Ma quello verificatosi a “ L’Erbolario” non è un episodio isolato. Nei giorni scorsi, è stata infatti rubata la borsa a una delle commesse del negozio Golden Point. La donna era in negozio sola e, probabilmente mentre serviva una cliente, qualcuno si è intrufolato nel retro e ha arraffato la borsa che è stata poi ritrovata, sprovvista di portafogli, un paio di giorni dopo dagli addetti alla raccolta dei rifiuti all’esterno di un esercizio commerciale poco distante. «Non ci sentiamo sicuri – commentano i commercianti del Corso – In queste notti sono suonati gli allarmi di diversi negozi: sarà una coincidenza forse, sta di fatto che i furti ci sono stati e proseguono, anche nelle ore dove il corso è frequentato come è accaduto venerdì notte. Le videocamere di sorveglianza ci sono, ma non sono funzionati: forse è arrivato il momento di pensare alla loro attivazione».
Nella giornata di ieri, altro momento della settimana clou in quanto a presenze per le vie del centro, un nuovo episodio ha agitato i titolari dei negozi di Corso Matteotti.
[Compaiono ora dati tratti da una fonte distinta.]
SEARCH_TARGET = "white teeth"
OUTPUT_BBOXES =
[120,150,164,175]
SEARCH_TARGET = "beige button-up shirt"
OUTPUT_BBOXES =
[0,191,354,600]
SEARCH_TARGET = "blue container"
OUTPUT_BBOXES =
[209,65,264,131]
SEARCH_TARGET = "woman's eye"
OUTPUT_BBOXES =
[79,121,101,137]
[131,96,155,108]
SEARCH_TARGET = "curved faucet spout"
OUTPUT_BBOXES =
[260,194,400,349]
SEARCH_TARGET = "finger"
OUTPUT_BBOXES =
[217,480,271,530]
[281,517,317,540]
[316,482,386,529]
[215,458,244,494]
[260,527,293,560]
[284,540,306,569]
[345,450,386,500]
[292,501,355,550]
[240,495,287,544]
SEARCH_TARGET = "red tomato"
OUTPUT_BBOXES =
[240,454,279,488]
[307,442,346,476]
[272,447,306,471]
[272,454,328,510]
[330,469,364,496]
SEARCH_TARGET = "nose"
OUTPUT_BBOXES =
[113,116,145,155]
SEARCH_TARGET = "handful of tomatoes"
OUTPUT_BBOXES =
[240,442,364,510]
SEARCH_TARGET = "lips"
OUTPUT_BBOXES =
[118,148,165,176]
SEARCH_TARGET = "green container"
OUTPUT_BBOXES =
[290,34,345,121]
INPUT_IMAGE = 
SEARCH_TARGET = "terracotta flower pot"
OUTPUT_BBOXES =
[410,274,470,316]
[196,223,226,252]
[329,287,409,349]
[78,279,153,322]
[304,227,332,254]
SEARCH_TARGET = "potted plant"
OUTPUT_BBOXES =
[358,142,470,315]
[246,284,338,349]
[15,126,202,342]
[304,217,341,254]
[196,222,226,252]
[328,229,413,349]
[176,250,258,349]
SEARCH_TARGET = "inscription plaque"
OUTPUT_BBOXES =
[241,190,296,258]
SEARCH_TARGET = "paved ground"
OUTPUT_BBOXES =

Un mendicante italiano, volto conosciuto in città, si è infatti introdotto visibilmente alterato dall’alcol in alcuni negozi chiedendo l’elemosina e minacciando di non andarsene se qualcuno non gli avesse dato qualche spicciolo. Dopo essere stato invitato più volte a lasciare il negozio e a non importunare le clienti, alcuni commercianti si sono sentiti obbligati a dargli del denaro per liberarsi della sua presenza. «Nella maggior parte dei negozi del Corso – spiega una commerciante che ieri ha vissuto questa esperienza e che chiede di mantenere l’anonimato per politiche aziendali – lavorano quasi esclusivamente commesse donne. Quando l’uomo è entrato questa mattina, stavo servendo delle clienti che avevano con sè anche dei bambini. L’arroganza e l’insistenza dell’uomo ci ha spaventate, tanto da chiamare il 112. Nonostante la chiamata alle forze dell’ordine, però, l’uomo ha continuato a minacciare di rimanere finché qualcuno non gli avesse dato qualche euro. Per fortuna che, ad un certo punto, il marito di una cliente è entrato in negozio e lo ha convinto ad uscire in cambio di un pò di denaro». A distanza di un’oretta, il mendicante è ritornato alla carica. Una delle commesse lo ha invitato ad andarsene e lui per tutta risposta le ha sputato addosso. Sul posto sono quindi intervenuti i carabinieri.